Иванюта не без гордости покосился на гудящий объект.
– А ты, капитан, задумывался когда-нибудь, почему наш лагерь до сих пор не обнаружили?
– Ну… тайга непроходимая, болота… кому охота в эту глухомань лезть…
– Я об аэросъёмке говорю. Самолёты да вертолёты над нами частенько летают. С одного из них, дело прошлое, и ты к нам спланировал. Видел ты, пока в небесах болтался, что-нибудь на земле? Постройки, забор с колючей проволокой, дорогу железную, просеки?
– Н-нет… – растерянно пожал плечами Марципанов-внук. – Мы ещё… Ну, с приятелями моими, песню в вертолёте пели. Про зелёное море тайги. Ничего, кроме деревьев, внизу я не видел.
– Вот, – с удовлетворением кивнул Иванюта. – И никто не увидит. Ни из-под облаков, ни из космоса. Наука! Ты про такую штуку – голографию, слыхал?
– Э-э… в общих чертах.
– Так вот, сидел в нашем лагере один вредитель. Это ещё в прежние времена было, сразу после войны, мне отец рассказывал. Тот вредитель инженером был. И сконструировал, собака, установку для маскировки военных аэродромов с воздуха, чтоб, значит, противник наши самолёты на земле разглядеть сверху и разбомбить не мог. Путём проецирования в небо изображения окрестных пейзажей. Летит, к примеру, фашист, а под ним всё поля пустые или леса. А проплешинку, на которой аэродром, и не видит – её картинка окрестностей, развёрнутая над поверхностью земли, как на экране, скрывает. Причём изображение натуральное, э-э…
– Трёхмерное, – подсказал Эдуард Аркадьевич.
– Ну да. Короче, маскировка. Изобрести-то он изобрёл, да во время демонстрации установки комиссии из наркомата обороны что-то в ней не заладилось. Короче, впаяли ему срок, и сюда. А как пошла вся эта канитель с разоблачением культа личности, дедушка твой, полковник Марципанов, и смекнул, как то изобретение применить, чтобы лагерь наш от взглядов сверху прикрыть. С тех пор все, кто над нами летит, изображение таёжного ландшафта видят. А нас – хрен…
– И что с инженером тем гениальным стало? – полюбопытствовал бывший правозащитник.
– Помер здесь, в лагере, – ответил равнодушно режимник. – Но успел смену себе обучить. Сколько лет гудит прибор без сучка и задоринки… Да, ещё этот зек смог установку от комаров и гнуса изобрести. Она их ультразвуком отпугивает. Врубишь – и через пару часов ни одной козявки на несколько километров в округе. Иначе эти твари у нас бы здесь, на болотах, всю кровь выпили…
С Иванютой было приятно раздавить вечерком бутылочку-другую местной кедровки, или настоящей, доставленной тайными тропами с Большой земли, водки.
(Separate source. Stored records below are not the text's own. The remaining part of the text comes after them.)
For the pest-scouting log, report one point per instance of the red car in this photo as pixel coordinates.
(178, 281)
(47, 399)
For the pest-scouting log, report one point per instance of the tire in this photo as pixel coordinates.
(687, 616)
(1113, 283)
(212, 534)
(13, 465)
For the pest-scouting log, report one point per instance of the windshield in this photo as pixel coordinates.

– Главное в нашем деле – надзор и контроль, – охотно поучал он Марципанова-младшего основам тюремного ремесла. – Зек, он ведь в отличие от охранника, не только в служебное время, а днём и ночью, двадцать четыре часа в сутки, о побеге из-под стражи думает. Поэтому и фантазии на это дело у нашего спецконтингента неистощимы. Уж чего я только за тридцать лет службы ни повидал! И подкопы, и тараны основных заграждений, и побеги глупые совсем, на рывок. На воздушном шаре улететь зеки пытались, на планере. На вертолёте из бензопилы сконструированном. Однажды катапульту на промзоне смастерили и запулили фраера через забор…
– И как? – весело поинтересовался Эдуард Аркадьевич.
– В сосну врезался, брюхо распорол о сучок. Так и висел, падла, на собственных кишках, пока его чекисты с веток не сняли.
– А удачные побеги были?
– Случались. Хоть и охраняем мы каторжан и на земле, и в небе, и под землей, а всё равно примерно раз в пять лет какой-нибудь жулик, а то и целая группа за периметр прорываются. Чаще всего – на производственных объектах. Там и надзор помягче, и охрана малочисленная, и заграждения похлипче. А на лесоповале так их и вовсе нет. Вот и бегут, суки, заломив рога. Но ни одна падла пока не ушла. Пару раз, бывало, что чуть ли не по месяцу побегушников по тайге отлавливали, но всех, в конце концов, доставали.